Xeon Phi Knights LandingSlide Credit URL - Anandtech.com

Intel's 10nm, 3rd Generation, Knight's Hill Co-Processors to update Xeon Phi lineup in 2017+

Nvidia has recently unveiled the Tesla K80 which features the GK210 GPU (something we told you about a very long time ago) and I believe Intel was compelled by this announcement that it announced its HPC plans. Knight's Hill constitutes the third iteration in the Xeon Phi family and is preceded by Knights Landing and Knights Corner. Interestingly, Knight's Corner only featured the GPU form factor, which Intel adopted because of its convenient design but was something that had a big footprint. Knight's Landing innovated into the familiar Socket (CPU) Packaging and offered businesses the option to choose whichever design they preferred.
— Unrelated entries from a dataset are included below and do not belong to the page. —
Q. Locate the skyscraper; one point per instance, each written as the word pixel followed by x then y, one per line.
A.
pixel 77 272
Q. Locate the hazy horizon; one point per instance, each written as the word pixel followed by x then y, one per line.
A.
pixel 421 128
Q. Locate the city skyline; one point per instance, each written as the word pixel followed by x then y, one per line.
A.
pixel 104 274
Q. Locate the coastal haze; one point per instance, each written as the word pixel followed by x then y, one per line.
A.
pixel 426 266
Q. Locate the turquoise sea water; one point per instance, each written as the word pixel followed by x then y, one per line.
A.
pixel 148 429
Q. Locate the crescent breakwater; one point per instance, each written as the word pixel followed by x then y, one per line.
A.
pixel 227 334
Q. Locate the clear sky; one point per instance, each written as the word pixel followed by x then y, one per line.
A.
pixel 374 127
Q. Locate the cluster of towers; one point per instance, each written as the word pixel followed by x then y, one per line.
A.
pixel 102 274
From early reports, Intel was planning on abandoning the GPU form factor completely but I am not sure how accurate that is anymore. From what the slide is implying, I expect both form factors to stick around in the future. Keep in mind, however, that Knight's Landing isn't available yet (to my knowledge). Most of the lineup is expected to land sometime in 2015, but as is the case with the HPC sector, concrete roadmaps are provided in advance for investors and bushiness to make critical decisions. Also, unlike the mainstream sector, any delay in a roadmap could cost Intel a lot of money, so I expect the roadmap will hold true to the letter.
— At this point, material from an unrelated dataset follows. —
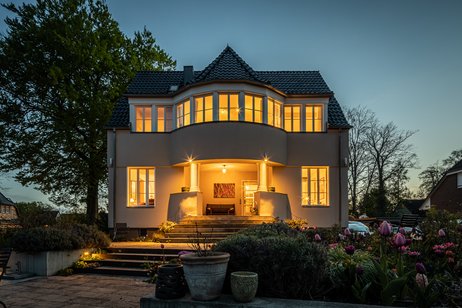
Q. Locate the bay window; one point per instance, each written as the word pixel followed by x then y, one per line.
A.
pixel 141 187
pixel 315 186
Lets talk a bit about Knight's Landing. It was built on the 14nm Process and used a modified silvermont core (x86 ofcourse). It is also one of the first mass produced components that feature stacked DRAM. Since the GPU form factor is usually limited (to heck) by the PCI-E lane, the CPU form factor provides super-low latency and almost no bottlenecks. The on-packed stacked DRAM will come in a whooping 16 GB while there are connections for additional DDR42400Mhz memory.  That is a massive massive amount of memory to have onboard. However there is a technical catch (note the keyword technical). The HMC will not actually be placed or stacked upon the die.
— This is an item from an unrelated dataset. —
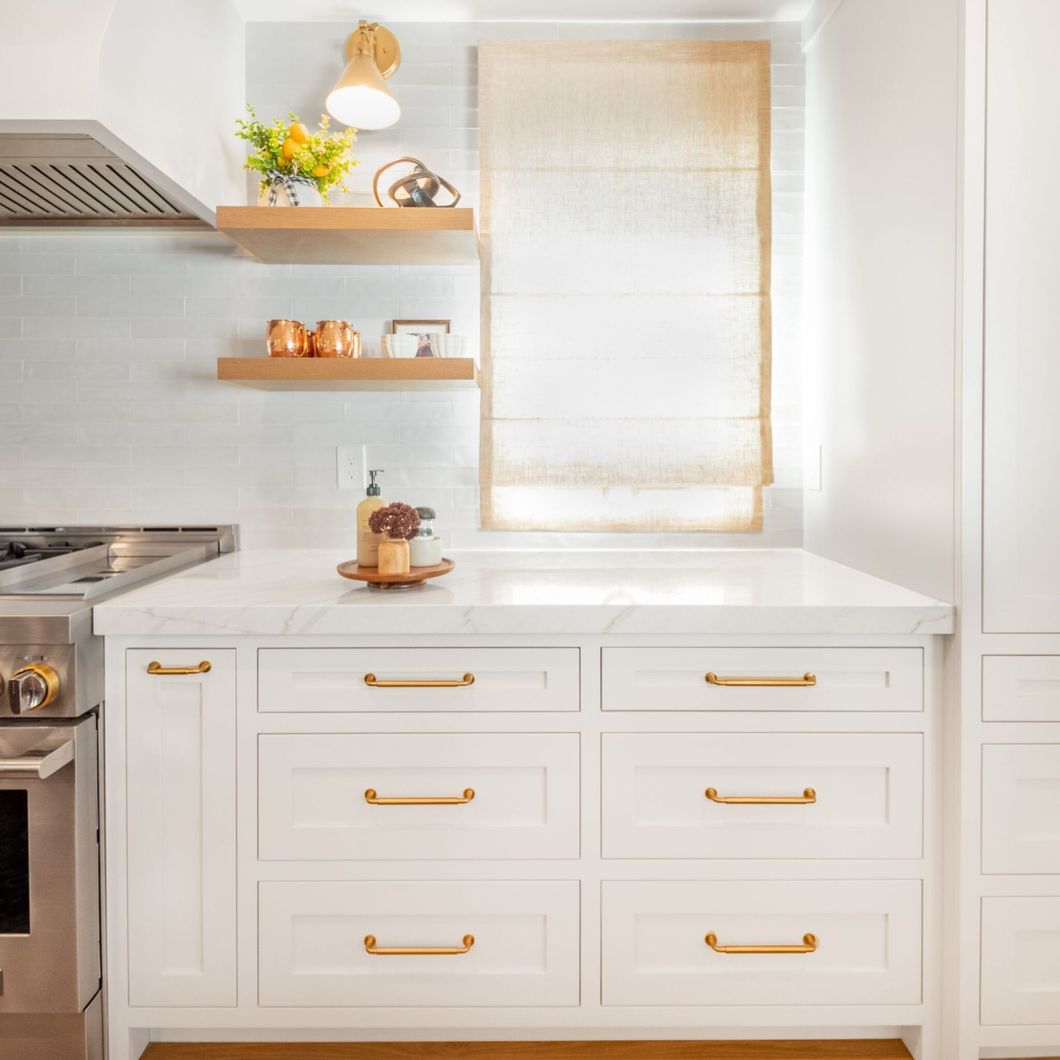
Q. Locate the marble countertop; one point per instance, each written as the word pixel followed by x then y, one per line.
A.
pixel 738 590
intel_ xeon_phi_coprocessor_1Intel will actually be surrounding the Xeon Phi die using a Micron-Intel custom made, super-high bandwidth, parallel path interface that will make the HMC appear as if its on the die. Infact it will act more or less like an L3 cache worth 16GB. You can expect this size to increase with Knight's Hill. Ofcourse if you strip away the marketing material you would realize that an L3 cache is faster than the currently known speeds of HMC (depending on which processor you have). The Hybrid Memory Cube used in the Knights Landing Xeon Phi package will feature upto 2000 TSVs and an ASIC at the base of the HMC to manage the DRAM package. It promises more than 5 times the bandwidth of DDR4 RAM and more than 15 times the bandwidth of DDR3 Ram. Because Intel is using a customized Micron 16GB HMC solution (they already have 2GB and 4GB variants) and a customized interface the bandwidth will be 500GB/s. The Omnit-Path Interconnect can provide line speeds of upto 100Gbps.

The Xeon Phi platform is currently pretty much in its infancy and scaling between generations very GPU-like. Based on the projections so far I would expect the new 10nm Knight's Hill Co-Processors to have performance easily upwards of 5 TFlOPS. I expect rival GPUs in 2017 to easily beat this number, but the inherent disadvantage of the PCI-E Bottleneck and the compulsory CPU dependency makes Xeon Phi a very very viable alternative for a supercomputing cluster.